Talking with my 88-year-old mother, four and a half years after my father died from a brain tumor, I was surprised to hear her questioning herself. “You’d think I would be over it by now,” she said, speaking of the pain of losing my father, her husband of almost 60 years. “It’s been more than four years, and I’m still upset.”
I’m not sure if I became a psychiatrist because my mother liked to talk to me in this way when I was young or if she talks to me this way now because I became a psychiatrist, but I was pleased to have this conversation with her. Grief needs to be talked about. When it is held too privately it tends to eat away at its own support.

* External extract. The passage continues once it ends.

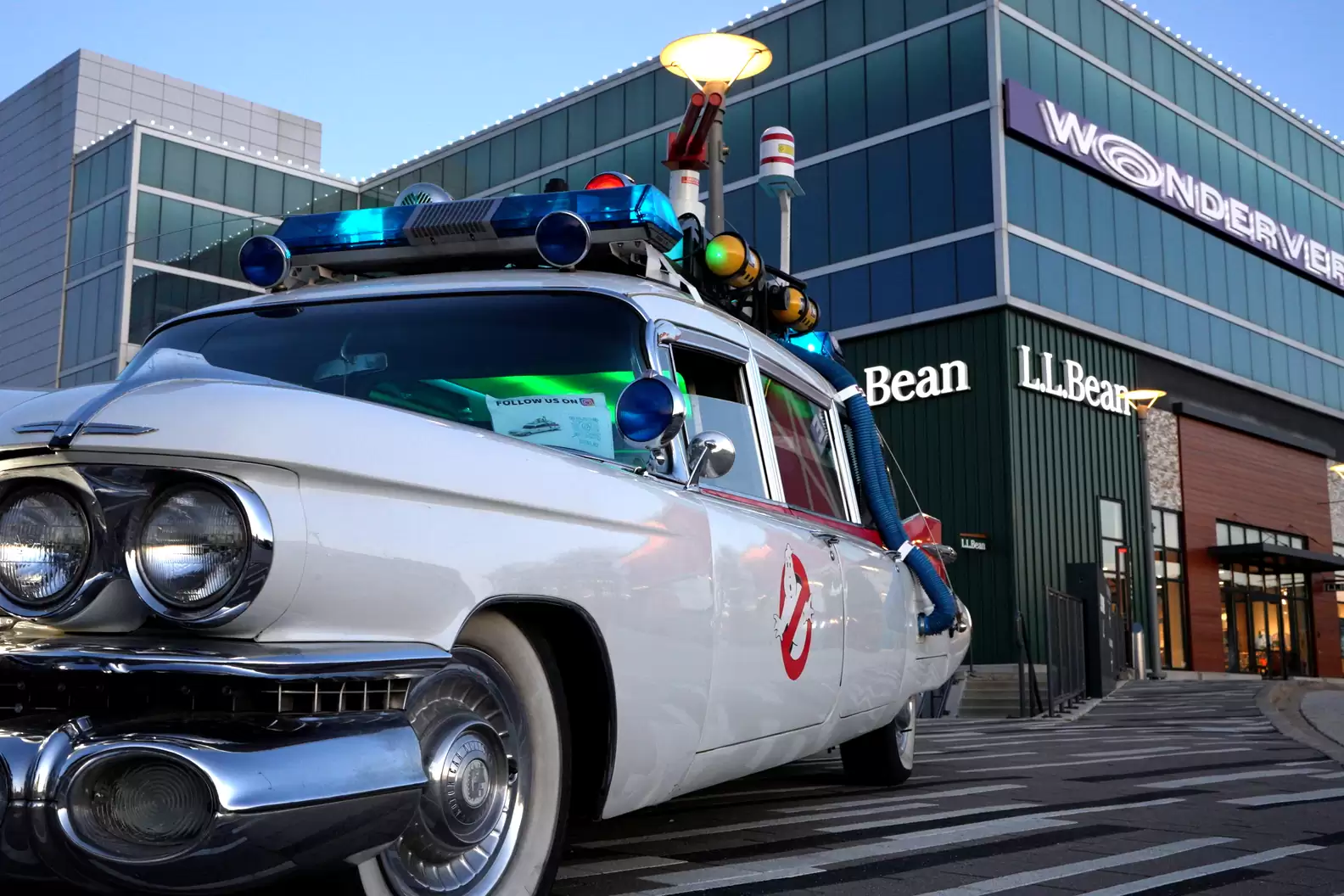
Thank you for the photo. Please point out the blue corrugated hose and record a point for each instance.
(882, 501)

“Trauma never goes away completely,” I responded. “It changes perhaps, softens some with time, but never completely goes away. What makes you think you should be completely over it? I don’t think it works that way.” There was a palpable sense of relief as my mother considered my opinion.

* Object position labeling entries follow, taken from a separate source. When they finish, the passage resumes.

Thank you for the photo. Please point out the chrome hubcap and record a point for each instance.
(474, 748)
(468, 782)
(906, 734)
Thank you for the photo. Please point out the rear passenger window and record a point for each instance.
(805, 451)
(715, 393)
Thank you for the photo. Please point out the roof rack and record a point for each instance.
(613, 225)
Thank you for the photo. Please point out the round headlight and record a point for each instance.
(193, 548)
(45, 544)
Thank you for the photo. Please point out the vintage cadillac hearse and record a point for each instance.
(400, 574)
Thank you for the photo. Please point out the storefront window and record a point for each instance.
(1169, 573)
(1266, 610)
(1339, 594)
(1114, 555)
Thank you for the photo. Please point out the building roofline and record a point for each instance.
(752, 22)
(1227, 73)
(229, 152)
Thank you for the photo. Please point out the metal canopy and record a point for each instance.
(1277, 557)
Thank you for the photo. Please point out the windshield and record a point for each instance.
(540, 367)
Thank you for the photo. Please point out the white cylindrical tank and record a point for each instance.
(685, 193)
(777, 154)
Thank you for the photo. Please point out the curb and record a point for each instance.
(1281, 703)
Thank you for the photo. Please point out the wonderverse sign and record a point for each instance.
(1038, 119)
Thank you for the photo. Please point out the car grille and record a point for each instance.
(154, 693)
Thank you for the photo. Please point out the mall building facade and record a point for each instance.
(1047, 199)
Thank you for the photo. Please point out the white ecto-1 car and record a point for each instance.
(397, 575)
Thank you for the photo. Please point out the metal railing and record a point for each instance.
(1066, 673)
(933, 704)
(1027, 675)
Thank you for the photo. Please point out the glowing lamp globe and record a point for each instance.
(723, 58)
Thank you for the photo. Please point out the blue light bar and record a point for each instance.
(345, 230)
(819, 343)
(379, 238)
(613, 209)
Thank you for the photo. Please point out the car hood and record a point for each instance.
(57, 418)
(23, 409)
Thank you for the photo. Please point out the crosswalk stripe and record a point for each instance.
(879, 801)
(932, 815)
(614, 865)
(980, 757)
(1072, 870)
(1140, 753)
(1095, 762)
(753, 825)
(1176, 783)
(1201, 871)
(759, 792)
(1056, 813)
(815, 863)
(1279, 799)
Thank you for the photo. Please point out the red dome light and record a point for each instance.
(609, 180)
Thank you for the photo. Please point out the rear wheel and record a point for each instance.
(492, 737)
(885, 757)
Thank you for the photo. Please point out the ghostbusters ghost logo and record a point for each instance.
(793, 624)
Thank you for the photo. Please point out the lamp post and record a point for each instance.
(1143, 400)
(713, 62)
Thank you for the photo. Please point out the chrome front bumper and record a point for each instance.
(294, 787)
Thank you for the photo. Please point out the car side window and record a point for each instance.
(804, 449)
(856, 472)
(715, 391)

“I don’t have to feel guilty that I’m not over it?” she asked. “It took 10 years after my first husband died,” she remembered suddenly, thinking back to her college sweetheart, to his sudden death from a heart condition when she was in her mid-20s, a few years before she met my father. “I guess I could give myself a break.”
My response to my mother — that trauma never goes away completely — points to something I have learned through my years as a psychiatrist. In resisting trauma and in defending ourselves from feeling its full impact, we deprive ourselves of its truth. As a therapist, I can testify to how difficult it can be to acknowledge one’s distress and to admit one’s vulnerability. My mother’s knee-jerk reaction, “Shouldn’t I be over this by now?” is very common. There is a rush to normal in many of us that closes us off, not only to the depth of our own suffering but also, as a consequence, to the suffering of others.
In 1969, after working with terminally ill patients, the Swiss psychiatrist Elisabeth Kübler-Ross brought the trauma of death out of the closet with the publication of her groundbreaking work, “On Death and Dying.” She outlined a five-stage model of grief: denial, anger, bargaining, depression, acceptance. Her work was radical at the time. It made death a normal topic of conversation, but had the inadvertent effect of making people feel, as my mother did, that grief was something to do right.
Mourning, however, has no timetable. Grief is not the same for everyone. And it does not always go away. The closest one can find to a consensus about it among today’s therapists is the conviction that the healthiest way to deal with trauma is to lean into it, rather than try to keep it at bay. The reflexive rush to normal is counterproductive. In the attempt to fit in, to be normal, the traumatized person (and this is most of us) feels estranged.
The willingness to face traumas — be they large, small, primitive or fresh — is the key to healing from them. They may never disappear in the way we think they should, but maybe they don’t need to. Trauma is an ineradicable aspect of life. We are human as a result of it, not in spite of it.